Archive of UserLand's first discussion group, started October 5, 1998.

Where are we with Antique Software?

Author:Dave Winer
Posted:8/14/1999; 8:40:25 PM
Topic:Where are we with Antique Software?
Msg #:9534
Prev/Next:9533 / 9535

First, I want to thank Ric Ford of MacInTouch for getting behind the Antique Software push that Dan Bricklin started (with the re-release of VisiCalc) which helped get my conversation with Symantec moving and lead to the release of the old Living Videotext outliners, and even helped get a re-release of the excellent Acta outliner from Symmetry and David Dunham.

Antique software makes the Mac look good because there was so much innovative and then excellent software released in the early years of the Mac, and so much of it has been forgotten. There's more that I hope comes out, on all platforms, and I want to do anything I can to help that happen.

The importance of having an impartial source of information can't be understated. That's where Ric Ford can help, but only if he's truly impartial. We've had our differences, but I think they have always been professional differences. I have enormous respect for MacInTouch. Ric was very influential many years ago, and he still is. He's the kind of guy who probably always will be influential because he puts so much time and intelligence and care into his work.

What about Frontier 1.0?

On Friday I posted an antique release of Frontier 1.0, initially published in January 1992. I sent Ric two notices privately, but he hasn't listed Frontier 1.0, or responded to my emails.

I decided to stop doing it privately and ask him publicly to include Frontier 1.0 in his list. I think it qualifies. It's simple, it works on old hardware and new, it's available for free, it's not being sold commercially, and it predates by at least a year, the release of Acta that he has already included.

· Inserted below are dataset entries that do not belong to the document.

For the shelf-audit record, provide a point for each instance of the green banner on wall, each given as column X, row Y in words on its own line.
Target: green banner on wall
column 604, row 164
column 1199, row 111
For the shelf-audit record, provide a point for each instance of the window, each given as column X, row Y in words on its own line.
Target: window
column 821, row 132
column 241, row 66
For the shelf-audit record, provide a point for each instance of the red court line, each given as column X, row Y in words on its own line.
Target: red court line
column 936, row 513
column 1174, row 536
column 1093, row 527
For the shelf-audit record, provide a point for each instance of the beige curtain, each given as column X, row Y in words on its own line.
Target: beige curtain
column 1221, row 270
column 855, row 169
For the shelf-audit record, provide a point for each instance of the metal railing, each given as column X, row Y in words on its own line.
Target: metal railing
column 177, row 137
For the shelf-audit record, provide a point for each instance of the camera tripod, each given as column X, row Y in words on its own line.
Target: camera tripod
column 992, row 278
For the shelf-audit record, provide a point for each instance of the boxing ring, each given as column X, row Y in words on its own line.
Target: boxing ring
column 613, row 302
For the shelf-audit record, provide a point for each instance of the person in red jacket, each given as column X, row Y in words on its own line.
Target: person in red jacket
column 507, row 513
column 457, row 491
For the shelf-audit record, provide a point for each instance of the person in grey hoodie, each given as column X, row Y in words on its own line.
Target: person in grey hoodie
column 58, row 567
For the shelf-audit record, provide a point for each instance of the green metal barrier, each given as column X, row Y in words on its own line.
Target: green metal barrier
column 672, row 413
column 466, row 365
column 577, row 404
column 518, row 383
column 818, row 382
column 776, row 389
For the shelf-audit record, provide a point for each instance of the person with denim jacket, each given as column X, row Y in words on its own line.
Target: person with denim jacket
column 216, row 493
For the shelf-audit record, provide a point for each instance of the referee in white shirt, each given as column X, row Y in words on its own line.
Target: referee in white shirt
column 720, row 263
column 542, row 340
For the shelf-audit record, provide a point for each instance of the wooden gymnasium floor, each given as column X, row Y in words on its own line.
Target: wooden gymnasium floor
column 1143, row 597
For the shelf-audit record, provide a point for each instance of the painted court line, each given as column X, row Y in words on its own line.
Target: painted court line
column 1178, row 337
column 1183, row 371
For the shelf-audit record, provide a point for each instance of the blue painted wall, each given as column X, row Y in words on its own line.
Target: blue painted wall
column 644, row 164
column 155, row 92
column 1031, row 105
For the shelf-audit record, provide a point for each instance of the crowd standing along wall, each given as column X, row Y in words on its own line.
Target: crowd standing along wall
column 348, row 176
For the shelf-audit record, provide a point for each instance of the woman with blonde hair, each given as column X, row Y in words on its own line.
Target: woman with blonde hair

It's even interesting because among other things, Frontier 1.0 was an outliner, and it was the first Macintosh outliner that had its own programming language and complete set of outline processing verbs.

(Framework, shipped for the PC in 1985, I think, was a programmable outliner that was a milestone product, but had to run in 640K and faced stiff competition with Lotus Symphony. By any reasonable standard Framework deserves to be in the software Hall of Fame.)

Questions

Which raises the question of who's going to do the cataloging and curatorship for antique PC and Windows software? I sent a letter to Michael Miller at PC Magazine last week. Of all the people I know, Michael has the best perspective on the great PC software of the 80s and 90s and he has a great organization for gathering information and working with developers. I'm open to sending mail to other people whose credibility and impartiality is as deep as Miller's. If you have suggestions, please speak up.

And what about other platforms? I stopped using Unix in the late 70s. It would be useful to me and others to see a history of software development on Unix in the intervening years, esp now that Linux is getting so hot. What did I miss? (Dennis Ritchie has already released an early version of the Unix C compiler from 1972-73.)

And what about the Amiga and Commodore 64? The TRS-80 and the Apple II and the Sinclair? All these platforms had millions of users and deep software bases. What did they invent in those worlds that new users can learn from and old users can explore again?